Thursday, April 9, 2009

The Brown Book: Thirty Nothing


Soon after writing about Grails, I was sent a CD by The Brown Book, a particularly heavy combination of melody and drone that avoids metal trappings. Given their speed and the moments of drum-stick raising nods, it's hard to imagine how they keep it all under control. There is a unique use of reference material, from Robert Fripp to Battles. But what I admire about The Brown Book is the ability to use rock chords to generate walls of noise without everything blurring at the edges like so many My Bloody Valentine clones.

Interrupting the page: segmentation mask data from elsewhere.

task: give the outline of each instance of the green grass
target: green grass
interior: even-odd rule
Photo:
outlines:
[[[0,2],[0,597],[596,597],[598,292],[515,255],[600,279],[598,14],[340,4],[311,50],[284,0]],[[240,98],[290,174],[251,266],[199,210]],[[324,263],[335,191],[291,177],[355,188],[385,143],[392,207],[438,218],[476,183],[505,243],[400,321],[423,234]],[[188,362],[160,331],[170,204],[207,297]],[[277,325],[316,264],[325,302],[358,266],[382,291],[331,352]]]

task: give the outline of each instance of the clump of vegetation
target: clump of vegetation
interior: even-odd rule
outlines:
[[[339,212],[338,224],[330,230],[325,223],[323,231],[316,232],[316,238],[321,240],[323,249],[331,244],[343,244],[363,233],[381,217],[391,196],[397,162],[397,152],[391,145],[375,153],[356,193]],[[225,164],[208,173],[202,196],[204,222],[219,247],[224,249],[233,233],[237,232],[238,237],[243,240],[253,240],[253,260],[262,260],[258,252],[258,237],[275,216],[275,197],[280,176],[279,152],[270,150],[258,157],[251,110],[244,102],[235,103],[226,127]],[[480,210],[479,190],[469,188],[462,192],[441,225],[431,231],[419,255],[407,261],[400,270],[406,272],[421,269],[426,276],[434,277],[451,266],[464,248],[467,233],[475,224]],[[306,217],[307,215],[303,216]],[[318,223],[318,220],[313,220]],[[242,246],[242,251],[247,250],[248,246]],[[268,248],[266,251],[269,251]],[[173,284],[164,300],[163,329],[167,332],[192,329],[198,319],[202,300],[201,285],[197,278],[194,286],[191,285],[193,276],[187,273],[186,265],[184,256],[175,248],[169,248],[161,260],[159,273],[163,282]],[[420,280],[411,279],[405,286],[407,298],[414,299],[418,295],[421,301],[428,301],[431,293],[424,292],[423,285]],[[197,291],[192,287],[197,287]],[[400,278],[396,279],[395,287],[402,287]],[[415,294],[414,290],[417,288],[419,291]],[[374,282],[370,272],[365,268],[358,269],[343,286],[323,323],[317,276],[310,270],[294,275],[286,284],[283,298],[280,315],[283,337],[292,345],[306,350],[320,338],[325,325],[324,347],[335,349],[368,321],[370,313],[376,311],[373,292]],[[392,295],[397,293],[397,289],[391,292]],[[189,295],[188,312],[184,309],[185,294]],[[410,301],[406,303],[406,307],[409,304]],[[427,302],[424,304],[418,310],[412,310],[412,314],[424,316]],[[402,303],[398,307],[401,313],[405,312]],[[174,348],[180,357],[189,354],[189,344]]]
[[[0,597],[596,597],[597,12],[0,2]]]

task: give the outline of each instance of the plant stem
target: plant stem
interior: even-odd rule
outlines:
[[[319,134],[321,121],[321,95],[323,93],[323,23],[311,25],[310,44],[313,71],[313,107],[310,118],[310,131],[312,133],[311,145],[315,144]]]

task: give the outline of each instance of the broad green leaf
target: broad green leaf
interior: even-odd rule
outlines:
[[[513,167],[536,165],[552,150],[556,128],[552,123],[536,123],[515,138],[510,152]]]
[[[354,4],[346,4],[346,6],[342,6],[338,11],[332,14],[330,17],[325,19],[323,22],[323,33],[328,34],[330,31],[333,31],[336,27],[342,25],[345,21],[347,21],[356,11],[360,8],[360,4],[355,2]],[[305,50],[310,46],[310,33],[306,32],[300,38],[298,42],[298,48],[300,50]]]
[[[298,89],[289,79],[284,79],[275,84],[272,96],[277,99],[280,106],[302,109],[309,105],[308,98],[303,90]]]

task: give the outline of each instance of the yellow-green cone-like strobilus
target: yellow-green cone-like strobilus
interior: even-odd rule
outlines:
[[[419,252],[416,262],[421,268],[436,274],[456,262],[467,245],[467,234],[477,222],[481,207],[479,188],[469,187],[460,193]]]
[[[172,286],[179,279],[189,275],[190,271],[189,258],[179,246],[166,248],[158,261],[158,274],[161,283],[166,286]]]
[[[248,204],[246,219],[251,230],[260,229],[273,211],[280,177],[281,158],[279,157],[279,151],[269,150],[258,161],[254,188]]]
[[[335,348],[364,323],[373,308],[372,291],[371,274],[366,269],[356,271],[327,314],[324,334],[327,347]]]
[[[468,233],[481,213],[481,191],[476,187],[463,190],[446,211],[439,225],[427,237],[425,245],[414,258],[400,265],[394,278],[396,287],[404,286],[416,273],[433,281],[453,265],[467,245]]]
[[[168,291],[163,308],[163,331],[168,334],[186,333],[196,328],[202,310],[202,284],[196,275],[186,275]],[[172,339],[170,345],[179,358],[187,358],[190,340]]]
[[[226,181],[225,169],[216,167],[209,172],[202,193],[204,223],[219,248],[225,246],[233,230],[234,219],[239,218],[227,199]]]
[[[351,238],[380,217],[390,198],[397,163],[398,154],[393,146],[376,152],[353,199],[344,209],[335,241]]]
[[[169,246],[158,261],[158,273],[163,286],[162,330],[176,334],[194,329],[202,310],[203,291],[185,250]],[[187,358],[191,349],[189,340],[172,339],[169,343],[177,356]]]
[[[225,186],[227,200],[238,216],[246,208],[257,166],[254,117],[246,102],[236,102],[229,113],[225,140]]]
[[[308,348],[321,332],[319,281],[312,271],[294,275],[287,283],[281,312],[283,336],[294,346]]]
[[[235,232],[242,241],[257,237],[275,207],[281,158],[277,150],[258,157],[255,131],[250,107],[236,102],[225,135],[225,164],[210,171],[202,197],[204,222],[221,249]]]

I realize I have said this a number of times, but to hear experimental music that is delightfully heavy without wallowing in the ubiquitous morass of volcanic sludge is a joyful experience. The Brown Book is characterized by chance moments of elegance and remarkable musicianship. You can hear the comradery, which for the listener is like getting to be a fly on the wall of some secret fraternity where the brothers ritually make fantastic noise in order to evoke their own unique kind of transcendence. When you crack open the alchemist's stone and the light of the gods rushes out, it's a mighty good idea to have some guitars on hand to channel all that energy.

As I was listening to Thirty Nothing, my doorbell rang and snapped me back to my normal consciousness. At the door was a quiet young man tenderly holding a bible. He was achingly shy, and tentatively held out a little pamphlet announcing an Easter event. I explained that we were actually celebrating Passover, and he respectfully pulled back the pamphlet. It made me realize again there are all these different narratives we each possess about some aspect of the world. This week is about that peculiar narrative of a group of slaves (slaves who also possess a very specific knowledge of building and artifice that even their masters didn't have) who find their way to freedom. These builders eventually make it to their promised land where they again will construct another great wonder of the world, a temple like the ones they were forced to build was also intended to be a house for their god. (And even after the temple is built, King Solomon exclaims, "How can anything contain you?")

Music also is a construction of certain elements, using a craft, that attempts to contain some idea or feeling. And with something like The Brown Book, you can hear the way the intent is straining at the seams, like these guys know that at some point it's all artifice, but artifice (and story, and myth, and ritual) is all we have. So they go at it anyway, and it sounds like it might overtake them, but again, like any strong community, they withstand it together, even as they build it up, and afterward there is something to point to, to say, "We did the best we could to give that ineffable thing a form," but we could only do it together.